UNUTMAK
Unutmak kelimesi nerden türemiştir?
Unutmak, etimolojik olarak; UNUTMAK” kelimesi ‘un’dan türemiş. Birini ya da bir şeyi unutmak için ‘un ufak etmek’ gerekiyormuş.”. Güzel hikâye fakat özü yanlış. “Unutmak” kelimesi doğrudan Eski Türkçedeki “UNIT” fiilinden evrilmiştir. [14 nolu notta: “İyileşmek, güç, mutlu olmak” anlamına gelen “un / ong” köküne bağlamak oldukça güçtür.” denilmektedir.] “Unıtmak” kelimesi doğrudan Eski Türkçedeki “unıt” fiilinden evrilmiştir. Yani etimolojisinin hiçbir edebî değeri yoktur. Üzgünüm.” Cümlesine katılmak mümkün değildir. Çünkü UNUTfiili(eylemi) < *U- ‘kudreti olmak, gücü yetmek’ fiiline +-N-I-T- ekleri getirilerek yapılmış bir türeme fiildir.

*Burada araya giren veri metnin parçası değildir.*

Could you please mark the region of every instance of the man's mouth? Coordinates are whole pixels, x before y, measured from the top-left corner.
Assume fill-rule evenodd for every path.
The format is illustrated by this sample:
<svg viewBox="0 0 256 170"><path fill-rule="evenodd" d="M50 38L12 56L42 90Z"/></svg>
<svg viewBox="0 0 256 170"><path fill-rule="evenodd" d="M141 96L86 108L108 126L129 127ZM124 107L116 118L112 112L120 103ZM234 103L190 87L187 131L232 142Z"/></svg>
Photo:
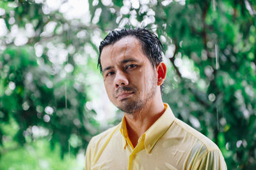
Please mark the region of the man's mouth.
<svg viewBox="0 0 256 170"><path fill-rule="evenodd" d="M128 97L129 97L130 96L131 96L132 94L134 94L134 92L122 92L121 93L120 93L118 96L117 96L117 99L118 100L123 100Z"/></svg>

Anadolu halk ağzında kullanılan UNA- “anlamak” fiil kökü de < U-N-A- ‘(ET, OT. “razı olmak, kabul etmek” ) biçiminden türemiştir
Hepimizin bildiği o meşhur replikteki gibi bir anlamı yok unutmak kelimesinin aslında fakat hepimiz o repliğe inanmak istedik çünkü bize çok köklü ve içimizde hissedebileceğimiz bir kavram kazandırdı.
Unutmak, insana verişlmiş en büyük özelliklerden biri olduğu muhakkak. Gün içinde yaşadığınız her şeyi unutup, başınızı yastığı koyduğunuzda uykuya dalmanızı sağlayan şey de unutmanız aslında. Unutamadığınız geceleri hatırlayın, uykunun tutmadığı, bir sağa bir sola döndüğünüz geceler. Unutmak, bir nevi devam etmektir. Unutarak, ilerlerseniz yenisini öğrenirsiniz, hayatınıza devame edersiniz. Bir diğerini unutmadan devam edebileceğiniz herhangi bir olgu ve olay yoktur. Örneğin, bir kitaop okuyorsunuz ve bitirdiniz. Yeni bir kitaba geçmeden önce o kitabı sindirmek, biraz beklemek istersiniz ki o kitabı unutun. Önceki kitaptaki karakterlerle, yeni kitaptaki karakterleri, olay akışını karıştırmayın. İşte bu neticede bir diğerini unutmadan yenisine geçemezsiniz.
Fakat, unutunca her şeyi unutmuş mu olursunuz. Hayır, zaten her şeyin unutulmasının mümkün olduğunu sanmamaktayım. Kitabı okudun bitirdin, sindirdin, unuttun ve yenisine geçtin. Onu da okuyup bitirdin. Üzerinden belli bir süre geçti ve iki kitabı düşündün. Farklı olaylar, farklı karakterler. Zihninde bu iki kitabın ana karakterlerini karşılıklı oturttun ve bu iki karakteri konuşturmaya başladın. Bu iki karakter üzerinden düşünüyorsun, bunların tartışmasını dinliyorsun. İşte kitapların zihninde bıraktığı, unutamadığın şeyler üzerinden, yaptığın bu kıyaslar, bu beyin fırtınaları sana sen olma özelliğini kazandıracak ve senin kültürünü oluşturacak şeydir.
Dağınık bir yazı olduğunun farkındayım. Amacım bilerek dağınık bırakmak ve okuyucu üzerinde unuttuğu şeylerin bir anda zihnine dağınık bir şekilde saldırıya geçmesini sağlamaktır.
Kitap okumaya ve unutmaya devam etmeniz dileğiyle.